The Baroness was the daughter and sole heir of the late Siegfried Wolfram, Baron von Sonnenfinsternis. After his death, she had inherited an industrial empire that made her one of the richest women in Europe, even before reaching the age of 35.
However, with the meeting behind him now, Hartmann put these disquieting thoughts out of his mind and shifted his Audi from the A5 highway. He had entered the Black Forest on the B500 and the car flew effortlessly along the well-maintained road with the Rhine Valley to his right and the thick, evergreen forest on both sides. The sun was almost below the horizon and the shadows of the giant firs lay long over the asphalt. As he noted their pungent scent lingering in the crisp autumn air, his mood lightened.
Now views of the Rhine Valley emerged through breaks in the conifers spreading out along the western side of the highway, while the land to his left abruptly rose, telling him that he had reached the foot of the Hornisgrinde Mountain. The Audi continued swiftly along the road, curving first west and then jogging back to the east as it hugged the mountain’s base.
Accelerating around the final curve, Hartmann’s reverie dissolved as his headlights illuminated a mature stag that stood in the middle of the road. Awash in the lamps’ icy glow, the beast’s silhouette contrasted sharply against the darkened forest. He pushed hard on the brakes, forcing his car into a skid. Hearing the throaty roar of the Red stag, he jerked his steering wheel to the right in an attempt to avoid hitting the animal, but became resigned to the inevitable; Hartmann watched trance-like as the distance disappeared between his car and the beast.
Its bellow over, this great stag turned its shaggy head toward the minister, its eyes glowing a phosphorescent crimson. Hartmann perceived a look of mockery crossing the animal’s face, which seared its image into his mind. Surprisingly the stag evaporated, like a mirage, as man and machine rocketed through where it had stood.
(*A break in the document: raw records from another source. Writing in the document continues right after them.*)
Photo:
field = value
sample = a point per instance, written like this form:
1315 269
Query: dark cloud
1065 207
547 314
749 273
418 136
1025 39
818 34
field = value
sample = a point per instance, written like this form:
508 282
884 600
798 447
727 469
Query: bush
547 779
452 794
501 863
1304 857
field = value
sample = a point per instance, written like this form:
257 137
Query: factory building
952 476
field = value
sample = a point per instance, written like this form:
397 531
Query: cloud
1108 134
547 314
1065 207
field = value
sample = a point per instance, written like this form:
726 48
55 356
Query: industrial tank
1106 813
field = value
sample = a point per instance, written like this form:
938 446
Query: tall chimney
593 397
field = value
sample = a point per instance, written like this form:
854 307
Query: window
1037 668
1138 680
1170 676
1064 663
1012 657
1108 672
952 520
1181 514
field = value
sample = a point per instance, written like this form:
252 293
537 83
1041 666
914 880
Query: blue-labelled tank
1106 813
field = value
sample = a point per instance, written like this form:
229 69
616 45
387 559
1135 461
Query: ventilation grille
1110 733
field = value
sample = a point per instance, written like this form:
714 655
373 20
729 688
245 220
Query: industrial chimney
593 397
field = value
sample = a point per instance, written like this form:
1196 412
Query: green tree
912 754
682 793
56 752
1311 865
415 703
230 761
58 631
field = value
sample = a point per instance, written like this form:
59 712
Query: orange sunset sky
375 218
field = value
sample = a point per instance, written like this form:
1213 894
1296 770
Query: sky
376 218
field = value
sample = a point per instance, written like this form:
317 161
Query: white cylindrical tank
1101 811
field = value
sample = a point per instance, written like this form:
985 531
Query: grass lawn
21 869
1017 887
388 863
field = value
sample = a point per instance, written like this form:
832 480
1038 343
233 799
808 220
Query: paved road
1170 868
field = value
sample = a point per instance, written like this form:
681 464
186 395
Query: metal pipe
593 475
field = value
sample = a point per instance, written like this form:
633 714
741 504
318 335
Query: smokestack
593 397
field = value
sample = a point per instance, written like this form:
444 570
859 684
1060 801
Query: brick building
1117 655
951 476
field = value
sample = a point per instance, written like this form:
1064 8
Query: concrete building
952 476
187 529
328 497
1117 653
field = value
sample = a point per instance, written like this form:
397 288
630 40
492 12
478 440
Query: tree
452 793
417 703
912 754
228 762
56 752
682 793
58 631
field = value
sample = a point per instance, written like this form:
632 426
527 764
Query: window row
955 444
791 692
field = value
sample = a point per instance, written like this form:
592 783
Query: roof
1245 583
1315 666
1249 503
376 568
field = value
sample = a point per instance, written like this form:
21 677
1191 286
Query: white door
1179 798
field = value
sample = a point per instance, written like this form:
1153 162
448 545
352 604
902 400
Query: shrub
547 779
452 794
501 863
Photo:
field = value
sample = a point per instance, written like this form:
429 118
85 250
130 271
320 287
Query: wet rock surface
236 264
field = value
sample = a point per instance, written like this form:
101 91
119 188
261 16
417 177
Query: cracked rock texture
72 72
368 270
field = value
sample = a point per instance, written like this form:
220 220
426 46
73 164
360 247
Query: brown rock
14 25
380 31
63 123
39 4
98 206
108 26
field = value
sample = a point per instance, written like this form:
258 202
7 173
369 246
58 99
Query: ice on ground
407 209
“Kristi…” the name involuntarily slipped from the minister’s lips.
With the shock of what just happened, a vice-like grip took hold of his heart. The man gasped for air, his body growing numb and he passed out, his foot slipping from the brake. Now with its movement unimpeded, the vehicle freely careened into the dense evergreens at the side of the highway. The mangled Audi came to rest against a tree, its driver lying dead, slumped over the steering wheel. As the chaos faded, the peaceful sounds of night returned to take its place.